Biodiversity monitoring in the UK is undertaken through a wide range of activities, including ecological consultancy, academic research, and citizen science initiatives. Together, these approaches generate an extraordinary volume and diversity of data, underpinning our understanding of ecological patterns, trends, and change. However, these data streams are often designed to meet specific objectives and operate largely in parallel. As a result, opportunities are frequently missed to connect effort, reduce duplication, and build a more coherent evidence base that could better support policy development, conservation planning, and emerging areas such as nature finance and early warning systems.
This event builds on a presentation delivered for CIEEM in November 2025, which explored the complementary strengths of different biodiversity data sources. Consultancy data commonly focuses on habitat condition, species presence, and the outcomes of management or development interventions. Citizen science programmes generate large volumes of species observations across wide spatial and temporal scales, making them particularly valuable for detecting trends. Academic research, meanwhile, is typically designed to answer specific ecological questions and advance methodological and conceptual understanding. Each approach has clear strengths and limitations, but taken together they offer considerable scope to strengthen the UK’s biodiversity evidence base.
The session will open with a short refresher presentation, revisiting key messages and presenting examples of how data from professional practice, research, and citizen science can be brought together to enhance ecological evidence and decision‑making. Drawing on UK case studies and existing initiatives, the presentation will highlight both current progress and the practical challenges associated with combining datasets collected for different purposes, using different methods, and managed through different pipelines.
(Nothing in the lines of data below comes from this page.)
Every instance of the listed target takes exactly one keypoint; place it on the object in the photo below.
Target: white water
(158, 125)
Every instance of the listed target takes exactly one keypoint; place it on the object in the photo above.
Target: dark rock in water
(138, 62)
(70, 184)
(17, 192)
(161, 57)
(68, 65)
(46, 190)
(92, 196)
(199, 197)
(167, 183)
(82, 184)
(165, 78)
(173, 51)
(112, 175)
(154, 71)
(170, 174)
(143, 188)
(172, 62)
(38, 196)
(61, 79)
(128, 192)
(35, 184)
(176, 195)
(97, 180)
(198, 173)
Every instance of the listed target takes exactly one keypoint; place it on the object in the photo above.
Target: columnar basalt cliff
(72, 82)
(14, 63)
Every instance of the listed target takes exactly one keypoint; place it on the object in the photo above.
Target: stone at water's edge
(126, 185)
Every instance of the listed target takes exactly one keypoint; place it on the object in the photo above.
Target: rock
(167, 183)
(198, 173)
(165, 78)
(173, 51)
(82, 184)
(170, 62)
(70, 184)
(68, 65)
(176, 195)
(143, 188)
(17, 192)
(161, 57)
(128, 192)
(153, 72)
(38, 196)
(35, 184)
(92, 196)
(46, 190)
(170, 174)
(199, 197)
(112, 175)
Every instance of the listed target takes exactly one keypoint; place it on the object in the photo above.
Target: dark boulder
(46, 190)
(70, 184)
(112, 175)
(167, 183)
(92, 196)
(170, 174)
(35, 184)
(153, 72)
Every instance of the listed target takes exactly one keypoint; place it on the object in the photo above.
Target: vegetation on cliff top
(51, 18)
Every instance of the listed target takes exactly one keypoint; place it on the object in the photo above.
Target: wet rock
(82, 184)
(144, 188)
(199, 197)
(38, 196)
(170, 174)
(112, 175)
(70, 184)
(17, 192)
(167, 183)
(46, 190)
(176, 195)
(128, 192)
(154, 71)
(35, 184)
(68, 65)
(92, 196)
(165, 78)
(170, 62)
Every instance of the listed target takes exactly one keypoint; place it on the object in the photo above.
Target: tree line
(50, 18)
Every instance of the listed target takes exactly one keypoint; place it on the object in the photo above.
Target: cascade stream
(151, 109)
The main focus of the event will then shift to discussion and collective reflection. Participants will be invited to explore a central question: how can existing and emerging efforts to bring UK biodiversity data together be strengthened, better aligned, or accelerated in a practical and inclusive way? This will include discussion of issues such as data standards and interoperability, incentives and barriers to data sharing, alignment between national and local monitoring, and the role of existing infrastructure.
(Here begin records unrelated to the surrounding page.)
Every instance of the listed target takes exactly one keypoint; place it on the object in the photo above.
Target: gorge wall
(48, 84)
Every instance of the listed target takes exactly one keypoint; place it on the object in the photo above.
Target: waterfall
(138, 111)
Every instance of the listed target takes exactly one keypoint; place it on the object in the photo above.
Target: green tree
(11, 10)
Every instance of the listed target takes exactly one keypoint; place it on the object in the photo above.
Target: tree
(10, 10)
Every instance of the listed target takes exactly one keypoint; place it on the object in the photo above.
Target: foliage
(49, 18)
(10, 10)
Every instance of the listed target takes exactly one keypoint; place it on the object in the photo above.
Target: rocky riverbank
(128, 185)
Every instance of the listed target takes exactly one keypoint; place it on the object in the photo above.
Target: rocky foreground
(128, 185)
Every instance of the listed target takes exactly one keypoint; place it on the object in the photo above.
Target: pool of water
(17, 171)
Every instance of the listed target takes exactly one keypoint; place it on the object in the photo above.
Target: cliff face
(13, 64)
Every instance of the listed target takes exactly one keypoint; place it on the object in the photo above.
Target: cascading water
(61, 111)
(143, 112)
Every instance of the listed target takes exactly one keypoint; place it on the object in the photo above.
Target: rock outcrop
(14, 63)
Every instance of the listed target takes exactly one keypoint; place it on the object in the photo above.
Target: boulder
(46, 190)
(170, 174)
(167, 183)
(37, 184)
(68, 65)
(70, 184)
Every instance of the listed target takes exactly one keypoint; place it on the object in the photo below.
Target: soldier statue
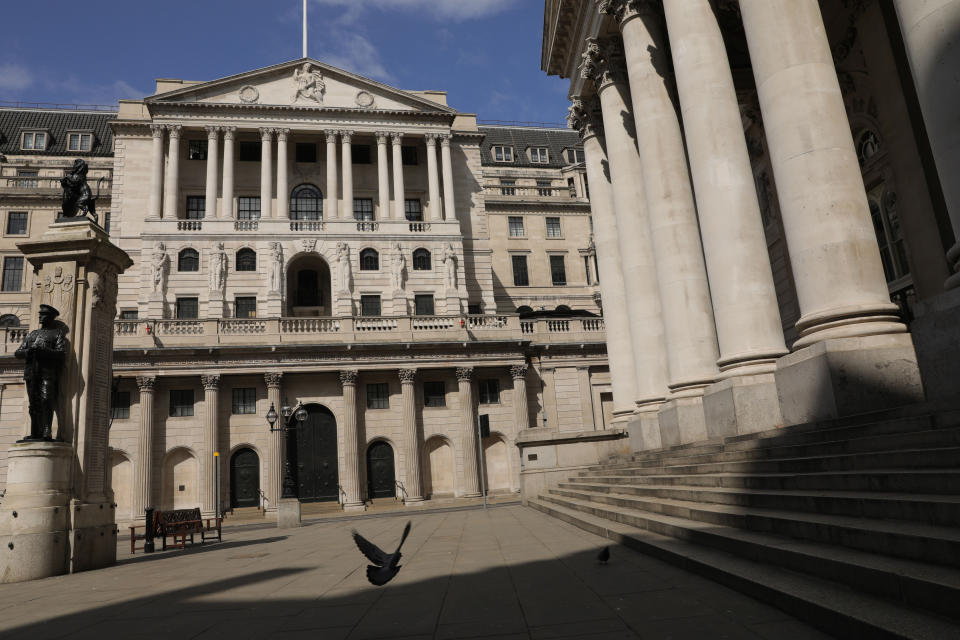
(44, 351)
Rather than seeking a single solution, the discussion will aim to identify constructive next steps that build on what is already underway. These may include clarifying shared priorities, identifying areas where greater coordination or standardisation would add the most value, or exploring how collaboration between sectors could more effectively support policy, practice, and investment decisions. The session will also consider the different roles that consultants, researchers, citizen scientists, data custodians, and professional bodies can realistically play in moving this work forward.
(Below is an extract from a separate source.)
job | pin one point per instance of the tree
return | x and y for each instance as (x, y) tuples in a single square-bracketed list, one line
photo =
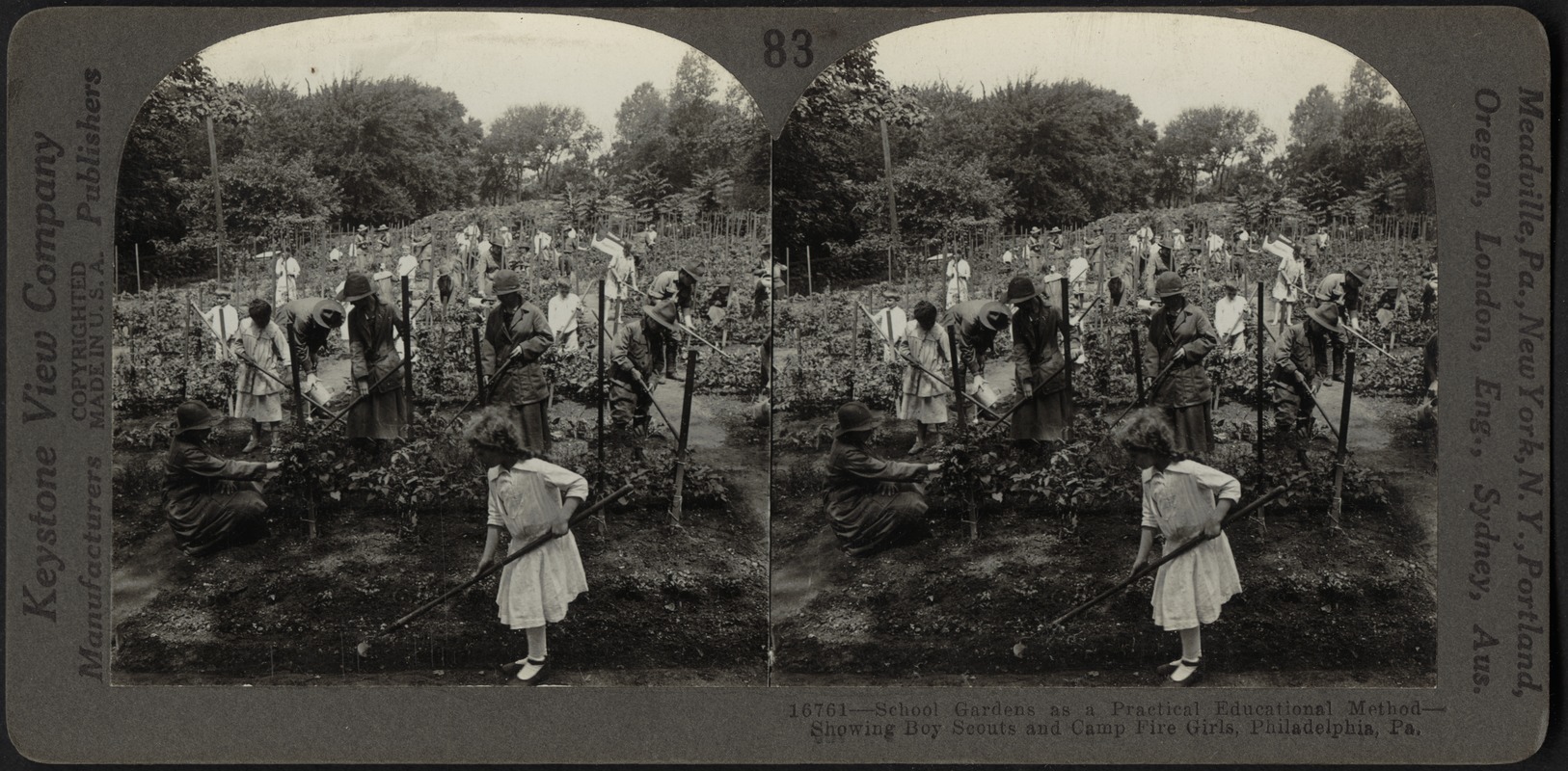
[(829, 145), (265, 195), (167, 145), (1211, 140), (1069, 149), (535, 138)]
This event is intended for practitioners, researchers, data managers, and anyone involved in UK biodiversity monitoring who is interested in maximising the collective value of biodiversity data. By bringing diverse perspectives into the same conversation, the session aims to support constructive progress towards a more joined‑up, resilient, and usable biodiversity evidence base for the UK.
Catherine Burton is a Chartered Ecologist with around 30 years’ experience working across academia, consultancy, LERCs, and government. She currently works at JNCC as an Evidence Specialist. Her experience of both biodiversity data collection and evidence analysis has driven a long‑standing interest in improving how biodiversity data are integrated, interpreted, and used.